Gray whales travel thousands of miles from Arctic waters to Mexico’s warm water areas around the Baja Peninsula. They are known for their friendliness to humans, but there is concern that this interaction could be detrimental to their mating and calving activity.  

Location: Poolesville Presbyterian Church Sanctuary, 17800 Elgin Rd. (109) 

Steven Swartz is a 1986 graduate of the University of California at Santa Cruz where he was awarded his Ph.D. Steven has researched and published widely on gray whales and their breeding lagoons in Baja California. From 1977 to 1982 Steven and Mary Lou Jones conducted the first systematic research of gray whales in Laguna San Ignacio in Baja California Sur, Mexico.

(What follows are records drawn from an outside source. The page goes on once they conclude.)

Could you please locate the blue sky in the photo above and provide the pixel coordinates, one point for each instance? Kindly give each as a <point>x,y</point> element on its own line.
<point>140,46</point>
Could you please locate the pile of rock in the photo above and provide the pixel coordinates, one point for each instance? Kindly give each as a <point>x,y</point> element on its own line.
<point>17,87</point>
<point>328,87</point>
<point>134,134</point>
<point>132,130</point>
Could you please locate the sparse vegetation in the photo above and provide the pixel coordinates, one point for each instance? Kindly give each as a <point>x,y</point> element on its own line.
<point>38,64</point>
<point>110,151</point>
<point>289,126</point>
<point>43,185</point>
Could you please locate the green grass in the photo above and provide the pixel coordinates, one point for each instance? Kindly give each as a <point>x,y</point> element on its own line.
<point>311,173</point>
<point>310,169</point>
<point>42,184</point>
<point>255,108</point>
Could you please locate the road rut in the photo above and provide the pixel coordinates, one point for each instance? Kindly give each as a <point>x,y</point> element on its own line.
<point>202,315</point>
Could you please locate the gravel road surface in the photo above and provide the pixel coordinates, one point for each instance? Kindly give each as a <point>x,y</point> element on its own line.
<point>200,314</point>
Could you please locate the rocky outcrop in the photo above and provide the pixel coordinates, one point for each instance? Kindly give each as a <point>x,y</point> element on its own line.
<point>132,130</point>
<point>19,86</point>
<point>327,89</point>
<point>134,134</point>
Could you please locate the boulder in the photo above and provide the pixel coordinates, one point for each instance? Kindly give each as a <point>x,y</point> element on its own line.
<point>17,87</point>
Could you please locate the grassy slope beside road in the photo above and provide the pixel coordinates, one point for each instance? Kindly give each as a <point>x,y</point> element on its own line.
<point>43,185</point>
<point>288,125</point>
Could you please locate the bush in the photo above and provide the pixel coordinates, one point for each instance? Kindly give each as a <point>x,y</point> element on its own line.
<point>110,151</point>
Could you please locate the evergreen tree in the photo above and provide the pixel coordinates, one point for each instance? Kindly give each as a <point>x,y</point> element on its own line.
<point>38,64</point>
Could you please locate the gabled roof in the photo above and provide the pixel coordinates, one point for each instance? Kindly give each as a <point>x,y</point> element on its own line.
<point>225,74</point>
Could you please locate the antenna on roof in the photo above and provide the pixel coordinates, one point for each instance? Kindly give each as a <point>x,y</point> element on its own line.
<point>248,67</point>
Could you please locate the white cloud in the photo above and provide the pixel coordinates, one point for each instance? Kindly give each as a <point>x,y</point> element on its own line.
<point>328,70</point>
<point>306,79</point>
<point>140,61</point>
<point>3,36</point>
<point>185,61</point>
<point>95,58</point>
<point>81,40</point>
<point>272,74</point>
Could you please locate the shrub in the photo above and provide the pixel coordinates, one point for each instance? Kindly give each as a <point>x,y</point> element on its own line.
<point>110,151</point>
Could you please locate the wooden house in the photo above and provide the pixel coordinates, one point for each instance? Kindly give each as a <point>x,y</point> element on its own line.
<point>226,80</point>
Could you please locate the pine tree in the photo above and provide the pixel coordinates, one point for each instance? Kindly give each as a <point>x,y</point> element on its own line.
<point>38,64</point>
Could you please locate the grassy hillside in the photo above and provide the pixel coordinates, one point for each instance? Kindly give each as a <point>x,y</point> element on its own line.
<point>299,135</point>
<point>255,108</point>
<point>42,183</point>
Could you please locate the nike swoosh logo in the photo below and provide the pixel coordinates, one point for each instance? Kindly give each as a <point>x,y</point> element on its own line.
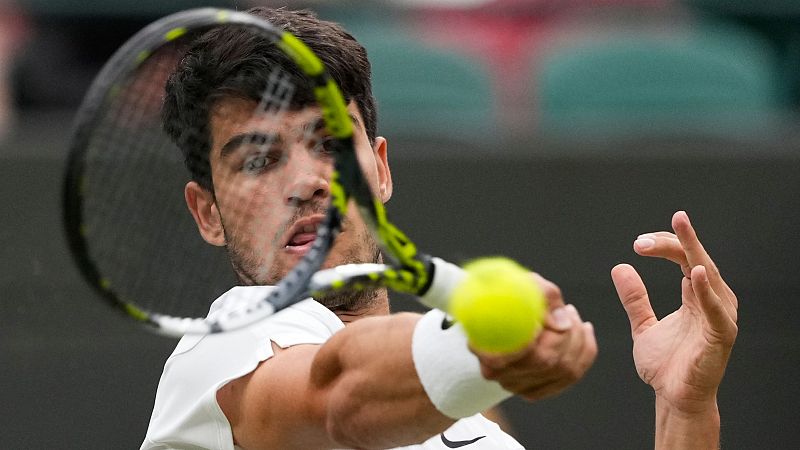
<point>457,444</point>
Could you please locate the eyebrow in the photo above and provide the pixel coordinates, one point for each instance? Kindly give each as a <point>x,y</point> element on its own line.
<point>255,137</point>
<point>259,138</point>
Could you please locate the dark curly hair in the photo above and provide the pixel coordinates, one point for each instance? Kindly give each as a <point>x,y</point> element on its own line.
<point>236,62</point>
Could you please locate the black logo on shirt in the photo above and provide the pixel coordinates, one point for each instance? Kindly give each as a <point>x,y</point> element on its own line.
<point>457,444</point>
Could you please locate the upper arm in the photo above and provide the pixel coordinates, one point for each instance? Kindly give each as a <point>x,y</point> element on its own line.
<point>359,389</point>
<point>275,406</point>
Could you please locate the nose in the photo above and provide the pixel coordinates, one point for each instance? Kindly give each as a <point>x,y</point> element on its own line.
<point>308,178</point>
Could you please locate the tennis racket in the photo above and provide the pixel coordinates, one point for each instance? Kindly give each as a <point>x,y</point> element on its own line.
<point>124,191</point>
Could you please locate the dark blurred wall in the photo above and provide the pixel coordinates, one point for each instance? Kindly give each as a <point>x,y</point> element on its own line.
<point>75,375</point>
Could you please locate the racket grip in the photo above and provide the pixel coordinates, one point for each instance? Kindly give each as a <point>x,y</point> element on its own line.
<point>446,276</point>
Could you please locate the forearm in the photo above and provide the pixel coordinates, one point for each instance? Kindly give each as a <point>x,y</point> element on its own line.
<point>374,397</point>
<point>676,429</point>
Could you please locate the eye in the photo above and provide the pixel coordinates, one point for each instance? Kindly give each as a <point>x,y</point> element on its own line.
<point>258,162</point>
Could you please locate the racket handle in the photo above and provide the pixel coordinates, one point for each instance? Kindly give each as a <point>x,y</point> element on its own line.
<point>446,276</point>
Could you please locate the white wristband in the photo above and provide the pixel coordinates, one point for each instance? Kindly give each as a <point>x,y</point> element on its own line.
<point>449,371</point>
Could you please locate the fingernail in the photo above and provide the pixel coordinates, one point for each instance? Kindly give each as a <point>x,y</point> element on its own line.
<point>561,317</point>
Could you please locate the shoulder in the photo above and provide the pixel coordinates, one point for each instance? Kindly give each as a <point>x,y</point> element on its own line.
<point>201,364</point>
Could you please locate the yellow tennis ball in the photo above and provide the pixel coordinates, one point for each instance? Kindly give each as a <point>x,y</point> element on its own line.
<point>499,305</point>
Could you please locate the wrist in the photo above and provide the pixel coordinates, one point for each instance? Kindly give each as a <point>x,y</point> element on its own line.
<point>692,425</point>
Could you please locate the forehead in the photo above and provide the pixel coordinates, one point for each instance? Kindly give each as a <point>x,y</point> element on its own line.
<point>231,116</point>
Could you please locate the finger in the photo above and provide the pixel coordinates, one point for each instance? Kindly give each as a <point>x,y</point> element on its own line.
<point>720,318</point>
<point>554,384</point>
<point>633,295</point>
<point>548,348</point>
<point>696,254</point>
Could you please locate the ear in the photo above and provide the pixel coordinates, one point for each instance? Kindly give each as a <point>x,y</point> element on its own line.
<point>380,149</point>
<point>203,206</point>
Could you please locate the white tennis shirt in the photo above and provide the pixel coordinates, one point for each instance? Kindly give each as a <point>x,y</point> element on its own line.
<point>186,414</point>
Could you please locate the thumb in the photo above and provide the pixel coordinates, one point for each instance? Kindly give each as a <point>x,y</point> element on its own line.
<point>634,298</point>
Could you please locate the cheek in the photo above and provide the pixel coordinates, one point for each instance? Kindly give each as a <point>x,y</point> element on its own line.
<point>250,209</point>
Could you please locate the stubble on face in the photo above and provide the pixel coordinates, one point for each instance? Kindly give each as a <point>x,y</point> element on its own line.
<point>254,270</point>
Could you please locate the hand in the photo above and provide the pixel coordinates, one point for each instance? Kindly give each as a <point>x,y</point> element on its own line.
<point>559,356</point>
<point>682,356</point>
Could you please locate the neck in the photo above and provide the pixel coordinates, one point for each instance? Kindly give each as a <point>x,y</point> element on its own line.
<point>378,307</point>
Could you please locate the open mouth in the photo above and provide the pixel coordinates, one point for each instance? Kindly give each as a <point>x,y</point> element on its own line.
<point>302,234</point>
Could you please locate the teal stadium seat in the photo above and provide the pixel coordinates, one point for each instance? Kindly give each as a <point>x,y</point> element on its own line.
<point>423,92</point>
<point>715,81</point>
<point>428,92</point>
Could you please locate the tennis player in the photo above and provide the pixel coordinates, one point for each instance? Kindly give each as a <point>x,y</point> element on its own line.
<point>341,371</point>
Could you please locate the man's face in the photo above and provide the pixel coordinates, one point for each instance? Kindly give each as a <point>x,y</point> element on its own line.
<point>272,188</point>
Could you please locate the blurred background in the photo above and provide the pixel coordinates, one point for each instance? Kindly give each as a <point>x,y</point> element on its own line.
<point>551,131</point>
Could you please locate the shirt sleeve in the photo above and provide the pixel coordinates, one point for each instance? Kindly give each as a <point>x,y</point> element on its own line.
<point>186,413</point>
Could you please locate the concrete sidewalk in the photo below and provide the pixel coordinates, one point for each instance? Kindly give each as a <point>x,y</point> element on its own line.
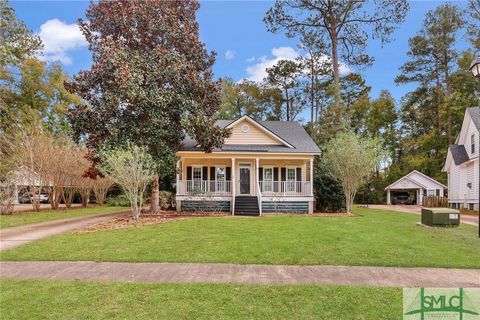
<point>16,236</point>
<point>241,274</point>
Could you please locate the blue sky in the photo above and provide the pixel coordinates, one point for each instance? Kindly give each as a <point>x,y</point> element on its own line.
<point>234,29</point>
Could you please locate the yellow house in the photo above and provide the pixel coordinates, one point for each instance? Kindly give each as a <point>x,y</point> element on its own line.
<point>264,166</point>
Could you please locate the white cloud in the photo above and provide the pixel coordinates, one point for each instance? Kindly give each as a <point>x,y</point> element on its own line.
<point>258,71</point>
<point>59,38</point>
<point>229,54</point>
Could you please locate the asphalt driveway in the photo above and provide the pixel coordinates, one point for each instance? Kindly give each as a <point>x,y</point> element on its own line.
<point>418,209</point>
<point>16,236</point>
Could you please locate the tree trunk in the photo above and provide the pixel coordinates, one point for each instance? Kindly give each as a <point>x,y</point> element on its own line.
<point>288,103</point>
<point>312,103</point>
<point>449,112</point>
<point>336,67</point>
<point>155,200</point>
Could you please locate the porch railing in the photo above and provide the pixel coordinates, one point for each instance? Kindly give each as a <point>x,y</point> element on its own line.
<point>224,188</point>
<point>285,188</point>
<point>202,187</point>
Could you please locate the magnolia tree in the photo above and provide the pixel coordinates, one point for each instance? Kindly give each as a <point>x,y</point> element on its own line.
<point>132,168</point>
<point>352,160</point>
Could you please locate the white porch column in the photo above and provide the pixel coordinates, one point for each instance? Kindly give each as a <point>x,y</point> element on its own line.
<point>179,187</point>
<point>233,182</point>
<point>311,177</point>
<point>257,174</point>
<point>257,185</point>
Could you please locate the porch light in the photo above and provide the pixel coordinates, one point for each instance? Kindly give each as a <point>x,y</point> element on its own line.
<point>475,67</point>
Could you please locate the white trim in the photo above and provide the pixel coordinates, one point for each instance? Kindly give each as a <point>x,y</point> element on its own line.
<point>263,173</point>
<point>224,172</point>
<point>431,179</point>
<point>249,166</point>
<point>203,198</point>
<point>251,154</point>
<point>261,127</point>
<point>414,181</point>
<point>294,170</point>
<point>287,198</point>
<point>201,171</point>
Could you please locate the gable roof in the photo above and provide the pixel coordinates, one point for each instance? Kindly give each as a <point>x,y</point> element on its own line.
<point>459,154</point>
<point>409,178</point>
<point>475,115</point>
<point>261,127</point>
<point>291,133</point>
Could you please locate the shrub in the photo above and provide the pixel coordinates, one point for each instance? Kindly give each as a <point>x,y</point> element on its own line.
<point>118,201</point>
<point>164,199</point>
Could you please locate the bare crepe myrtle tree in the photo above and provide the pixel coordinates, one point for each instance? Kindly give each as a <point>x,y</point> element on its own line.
<point>352,160</point>
<point>132,168</point>
<point>100,187</point>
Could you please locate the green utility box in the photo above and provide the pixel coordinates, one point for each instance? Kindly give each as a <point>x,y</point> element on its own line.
<point>440,217</point>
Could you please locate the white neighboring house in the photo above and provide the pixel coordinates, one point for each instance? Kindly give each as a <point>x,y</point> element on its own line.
<point>417,183</point>
<point>462,164</point>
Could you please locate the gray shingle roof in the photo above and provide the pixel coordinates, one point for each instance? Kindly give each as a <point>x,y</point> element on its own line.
<point>290,131</point>
<point>459,154</point>
<point>475,114</point>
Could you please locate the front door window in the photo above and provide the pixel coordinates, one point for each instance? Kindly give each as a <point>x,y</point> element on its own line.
<point>291,179</point>
<point>267,179</point>
<point>220,178</point>
<point>197,178</point>
<point>244,180</point>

In 2006, along with Jorge Urban R., they founded the Laguna San Ignacio Ecosystem Science Program (LSIESP) to support and encourage science-based research and monitoring of gray whales and their breeding/aggregation lagoon areas in Baja California Sur, Mexico. Steven served as a consultant to the Mexican government’s Ministry for the Environment (SEMARNAP), and worked for the Ocean Conservancy, the U.S. Marine Mammal Commission, NOAA’s National Marine Fisheries Service, and the International Whaling Commission. Steven retired from federal service in 2011 and now works as a consultant and senior scientist for non-profit environmental and marine conservation organizations. In his spare time, he enjoys flyfishing, backpacking, and playing Bluegrass and popular music with his friends.